I’m crazy, and this proves it. Last spring, I decided that I should do something “useful” before I graduate from college.
Not something that’s actually useful to humanity and the world in general — I volunteer some, but that isn’t part of my new mission. It isn’t even something that’s really useful to me personally, except in a good-cocktail-party-story sort of way. I’m not learning a new language or trying to find a decent job. My mission is pure egocentric self-indulgence: I’m going to read all the books on the BBC Top 100 list by May 2014.
There are many lists out there that claim to enumerate _the_ books everyone _needs_ to read; I picked the BBC Top 100 simply because it was the first one I’d heard of. Are there books on the list I dislike? Yes. Are there books off the list that I can’t live without? Definitely yes. The List isn’t perfect, but it’s a great place for dedicated readers to start.
Lots of the books on the list are classics (“Pride and Prejudice” and “The Count of Monte Cristo”). Others are newer, but I’m sure they’ll become classics with time (the Harry Potter series and Terry Pratchett’s Discworld books). Some of them I’d read before, and some of them I’d never even heard of (am I really that weird for not knowing what “The Ragged Trousered Philanthropists” is?).
I’m not going through the list in any particular order. I’m reading books I already own first, but I just select from that large subset at random. There are three Jane Austen books on the list. I read “Pride and Prejudice” last spring, but I have no idea when I’ll get to the others. So far, I’ve read 33 of the books on the list, leaving me 67 books to finish sometime in the next year and a half (reading four non-school-related books a month during my junior and senior years is totally doable, right?).

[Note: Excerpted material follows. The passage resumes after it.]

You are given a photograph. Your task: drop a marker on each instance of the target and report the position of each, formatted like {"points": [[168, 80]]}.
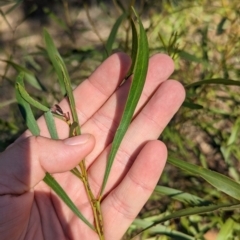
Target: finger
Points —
{"points": [[147, 125], [25, 163], [104, 122], [92, 93], [123, 204]]}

Committing myself to this admittedly odd project has already broadened my literary horizons. There are classics that have been sitting on my bookshelves, unread, for five years, and now I’m actually getting around to reading them because they’re on The List. There are also books that I’ve never even considered picking up until I saw them on The List, but now I love them. One such book is “Bridget Jones’s Diary” by Helen Fielding. I saw the movie, thought Bridget was obnoxious and totally wrote off the book. But then I read it over the summer so that I could cross it off The List, and now it’s a new favorite.
Last spring, I plowed my way through all 585,000 (give or take a few thousand) words of Leo Tolstoy’s “War and Peace.” Not exactly a book most people would pick as a beach read. It took me almost a month to finish it, and it would’ve taken even longer if I hadn’t devoted half of my spring break to it. Would I do it over again? In a heartbeat. Even though it’s ancient and seemingly unintelligible at first, lessons from this book resonate with me in my hectic 21st century life: don’t trust everything a boy tells you, war doesn’t care how good of a person you are and “freedom fries” aren’t the first we-don’t-like-France-anymore change.
Up next? I’m making my way through George Eliot’s “Middlemarch” (my mom’s reaction: “Wait, you’re reading that on purpose?”). Like most 19th century novels, many of its ideas are outdated — the pursuit of a wedding ring isn’t the end-all and be-all of my existence. Despite some archaic themes, the story is still engrossing. The author might be dead, but the emotion the book evokes isn’t.
So set your own reading goal. Read something published before 1900. Read something that didn’t come from the teen paranormal romance section of the bookstore. Read something with an ugly cover and a ridiculous title.